ArmoniK Deployment, Application Principles and Rules
Deployment
Use the same version for all components of ArmoniK Core:
Agent
Metrics exporter
Control plane
Utilize Helm charts to deploy ArmoniK on Kubernetes.
Leverage ArmoniK dependencies to manage services as much as possible, particularly:
AWS: Use S3 for object storage and SQS for the queue.
GCP: Use GCS for object storage and PubSub for the queue.
On-premises deployment: Use MinIO for object storage and RabbitMQ (version ≥ 4.0) for the queue. Note that we have less experience in this area, but these are our current recommendations.
MongoDB Atlas for MongoDB, if feasible.
Avoid using Seq for log storage; while it is a good solution for developers on personal machines, it is not suitable for multi-user environments.
Properly size Prometheus and the metrics exporter, as they are fundamental components of Horizontal Pod Autoscaling (HPA) and monitoring. Configuration of data retention and persistence is essential. We recommend having two Prometheus instances:
One dedicated to HPA: a smaller instance with data retention measured in hours.
A second dedicated to monitoring: a larger instance with data retention measured in days (e.g., one week).
Ensure compliance with your security rules and implement the following measures:
Regularly scan the Docker images of ArmoniK (Control Plane, Polling Agent, Worker Ext, Metrics Exporter, Pod Deletion Cost, Admin GUI, Meta Controller), as well as other public components (Prometheus, Nginx, Grafana, MongoDB, Mongosh, Fluent-bit), and the Docker images of private applications from the pricing service (e.g., DLLs running in the worker).
Update Docker images frequently to address Common Vulnerabilities and Exposures (CVEs).
Enable data-at-rest encryption as soon as possible (e.g., S3, ElastiCache, Amazon MQ, EFS).

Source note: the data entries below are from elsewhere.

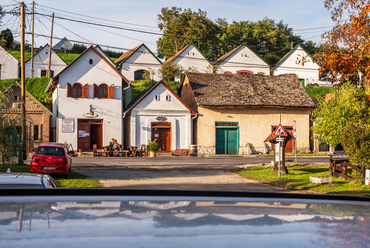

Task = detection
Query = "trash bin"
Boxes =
[189,145,197,157]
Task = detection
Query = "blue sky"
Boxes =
[1,0,334,55]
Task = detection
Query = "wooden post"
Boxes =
[47,13,54,78]
[30,1,35,78]
[20,2,27,161]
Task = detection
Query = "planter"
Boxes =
[309,176,332,184]
[149,151,157,157]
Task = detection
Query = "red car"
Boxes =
[30,143,72,179]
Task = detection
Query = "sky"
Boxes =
[1,0,334,56]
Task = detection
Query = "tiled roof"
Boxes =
[184,72,315,108]
[114,44,142,65]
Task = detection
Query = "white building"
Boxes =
[164,43,212,75]
[214,44,270,75]
[115,43,162,81]
[25,44,67,78]
[124,80,195,153]
[45,45,130,150]
[0,46,19,79]
[273,45,327,86]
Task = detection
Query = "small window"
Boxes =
[89,59,93,65]
[166,95,171,101]
[98,84,108,98]
[73,84,83,98]
[33,125,39,140]
[13,95,20,102]
[155,95,160,101]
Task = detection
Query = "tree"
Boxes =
[158,62,183,81]
[157,7,217,60]
[71,43,87,54]
[311,83,370,147]
[0,29,14,48]
[316,1,370,85]
[0,6,4,25]
[0,88,21,163]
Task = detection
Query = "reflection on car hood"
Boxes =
[0,192,369,248]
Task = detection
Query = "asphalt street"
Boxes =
[70,156,330,192]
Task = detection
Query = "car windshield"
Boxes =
[36,147,65,156]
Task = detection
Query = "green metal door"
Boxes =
[215,123,239,154]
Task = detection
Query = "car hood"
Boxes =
[0,190,369,248]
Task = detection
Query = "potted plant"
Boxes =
[147,139,159,157]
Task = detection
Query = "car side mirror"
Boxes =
[33,148,37,152]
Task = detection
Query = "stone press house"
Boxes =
[180,72,315,156]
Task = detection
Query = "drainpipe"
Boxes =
[122,80,131,148]
[191,113,198,145]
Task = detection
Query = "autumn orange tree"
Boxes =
[316,0,370,85]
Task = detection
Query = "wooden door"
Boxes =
[90,124,102,149]
[216,128,239,154]
[151,123,171,151]
[78,122,90,150]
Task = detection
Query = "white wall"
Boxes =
[129,83,191,150]
[217,46,271,75]
[120,45,162,81]
[25,45,67,78]
[0,47,19,79]
[274,46,320,86]
[172,45,211,73]
[53,48,123,149]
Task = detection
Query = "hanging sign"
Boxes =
[273,124,288,136]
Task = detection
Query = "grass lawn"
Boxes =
[236,165,370,195]
[0,164,101,188]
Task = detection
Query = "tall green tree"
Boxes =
[0,28,14,48]
[157,7,216,60]
[0,88,21,163]
[311,83,370,147]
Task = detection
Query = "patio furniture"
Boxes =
[93,144,102,157]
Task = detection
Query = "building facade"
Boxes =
[180,73,315,156]
[124,81,194,153]
[46,45,130,150]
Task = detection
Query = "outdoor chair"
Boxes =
[93,144,102,157]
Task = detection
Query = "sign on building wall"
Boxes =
[62,118,75,133]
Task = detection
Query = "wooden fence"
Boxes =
[328,155,366,182]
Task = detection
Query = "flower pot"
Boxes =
[149,151,157,157]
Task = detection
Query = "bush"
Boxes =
[147,139,159,152]
[340,122,370,169]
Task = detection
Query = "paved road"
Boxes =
[72,156,329,192]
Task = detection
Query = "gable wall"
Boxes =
[217,46,270,75]
[128,84,191,150]
[25,46,67,78]
[173,46,211,73]
[120,46,162,81]
[274,47,320,85]
[0,48,19,79]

Enable in-transit encryption for communications as soon as possible (e.g., ElastiCache, S3).
Prefer the use of custom client encryption keys.
Implement login/password authentication as soon as possible and secure them via a vault.

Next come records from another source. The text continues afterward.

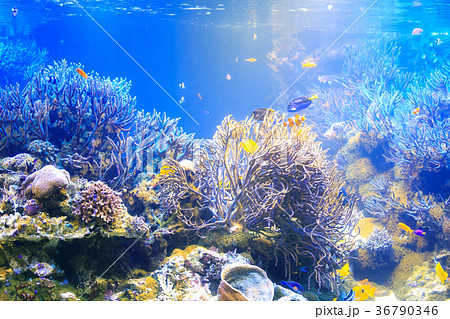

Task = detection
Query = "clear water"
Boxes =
[3,0,450,137]
[2,0,450,302]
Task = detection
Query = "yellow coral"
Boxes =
[391,250,429,297]
[163,245,203,264]
[354,218,384,238]
[346,157,377,186]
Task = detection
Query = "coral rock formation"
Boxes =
[22,165,70,199]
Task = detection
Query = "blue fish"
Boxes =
[337,289,355,301]
[287,94,318,112]
[298,266,308,273]
[280,280,305,293]
[48,76,57,85]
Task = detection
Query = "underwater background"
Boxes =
[0,0,450,301]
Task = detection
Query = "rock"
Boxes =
[0,153,42,173]
[22,165,70,199]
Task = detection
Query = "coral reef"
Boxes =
[72,181,124,225]
[22,165,70,200]
[158,111,355,291]
[0,60,194,189]
[0,38,48,87]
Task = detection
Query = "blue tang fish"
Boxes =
[280,280,304,293]
[335,289,355,301]
[288,94,318,112]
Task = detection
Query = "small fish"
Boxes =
[280,280,304,293]
[412,107,420,115]
[12,7,18,18]
[226,73,231,80]
[253,33,257,40]
[157,165,175,177]
[287,94,318,112]
[337,263,350,278]
[335,289,355,301]
[283,114,306,127]
[241,139,258,154]
[179,96,185,104]
[197,93,202,101]
[179,82,186,89]
[252,108,273,121]
[24,204,38,216]
[353,279,376,301]
[412,28,423,35]
[301,61,317,68]
[398,222,413,233]
[318,75,337,85]
[235,56,239,62]
[435,262,448,284]
[48,76,57,85]
[414,229,426,236]
[245,58,257,62]
[76,68,88,79]
[436,38,444,46]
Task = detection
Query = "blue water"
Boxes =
[4,0,450,137]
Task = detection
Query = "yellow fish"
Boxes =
[353,279,376,301]
[398,222,413,233]
[157,165,175,177]
[337,263,350,278]
[253,33,257,40]
[245,58,257,62]
[76,68,88,79]
[436,262,448,284]
[241,139,258,154]
[301,61,317,68]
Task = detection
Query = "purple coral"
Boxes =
[72,181,123,224]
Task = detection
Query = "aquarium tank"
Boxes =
[0,0,449,303]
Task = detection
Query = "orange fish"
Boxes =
[236,56,239,62]
[245,58,257,62]
[412,107,420,115]
[76,68,88,79]
[253,33,257,40]
[283,114,306,127]
[226,73,231,80]
[197,93,202,101]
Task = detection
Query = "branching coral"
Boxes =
[157,111,355,291]
[72,181,124,225]
[0,59,194,188]
[0,38,48,87]
[106,110,195,188]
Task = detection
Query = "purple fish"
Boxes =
[414,229,426,236]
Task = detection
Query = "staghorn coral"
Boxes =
[157,111,355,291]
[72,181,124,225]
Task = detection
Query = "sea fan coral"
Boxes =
[72,181,124,224]
[157,111,355,291]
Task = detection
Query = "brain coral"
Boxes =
[72,181,124,224]
[22,165,70,199]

Use custom certificates signed by the client Certificate Authority (CA) as soon as possible and secure them in a vault or certificate manager.
Grant roles with least privilege permissions as soon as possible.
Use least privilege resource policies as soon as possible.
Implement an authentication and authorization system on the GUI.
Use mTLS certificates to connect to ArmoniK.
Place ArmoniK workers in a private Virtual Private Cloud (VPC) with controlled access to/from the outside.
Limit the opening of ports for managed services (e.g., ElastiCache, Amazon MQ).
Application Principles
Jobs should avoid accessing external storage system during execution. If required, use a dedicated Object Storage plug-in to manage the connection to you external storage system.
Workers can maintain a state; however, you cannot rely on its availability. Tasks must be designed to reconstruct the state when required. Therefore, no application should assume direct access to the compute nodes.
Workers can maintain a state; however, you cannot rely on its availability. Tasks must be designed to reconstruct the state when necessary. Consequently and whenever possible, no application data should be stored on local disks. Instead, temporary results should be returned to ArmoniK as the output of the task.
No task-to-task communication can be guaranteed. Tasks should not assume that other tasks are running concurrently and should not attempt to communicate with one another.
Application Rules
A task can have any duration, but consider the following guidelines:
If they are two short (less than 100 milliseconds), the scheduling overhead may outweigh the task duration.
Between 100 milliseconds and 10 minutes, is the sweet spot where you can effectively utilize preemptible instances for cost optimization.
Tasks exceeding 10 minutes may pose a higher risk and potentially lead to increased costs when using preemptible instances.
Applications should be designed to support the loss of any worker at any time, ideally using stateless workers.
No task should actively wait for another to complete. Instead, utilize ArmoniK’s dependency mechanism.
Avoid creating never-ending tasks to artificially reserve resources. Define custom autoscaling metrics to pre-allocate compute resources.
The grace period of your application must not exceed the grace period of the physical instances (2 minutes for AWS spot instances, between 15 seconds and 2 minutes on GCP spot instances). In other situations, it should not exceed 3 minutes.
Never introduce a potential Single Point of Failure (SPOF) or other centralized sharing or database services that cannot scale with application growth.
Long tasks (one hour or more) must be split into smaller tasks (ten or twenty minutes as a best practice target). As a last resort, implement a recovery mechanism to utilize saved data from the G2S mutualized cache service.
Whenever possible, avoid accessing the compute node’s local disk, as up to 40 tasks (cores) could access it simultaneously.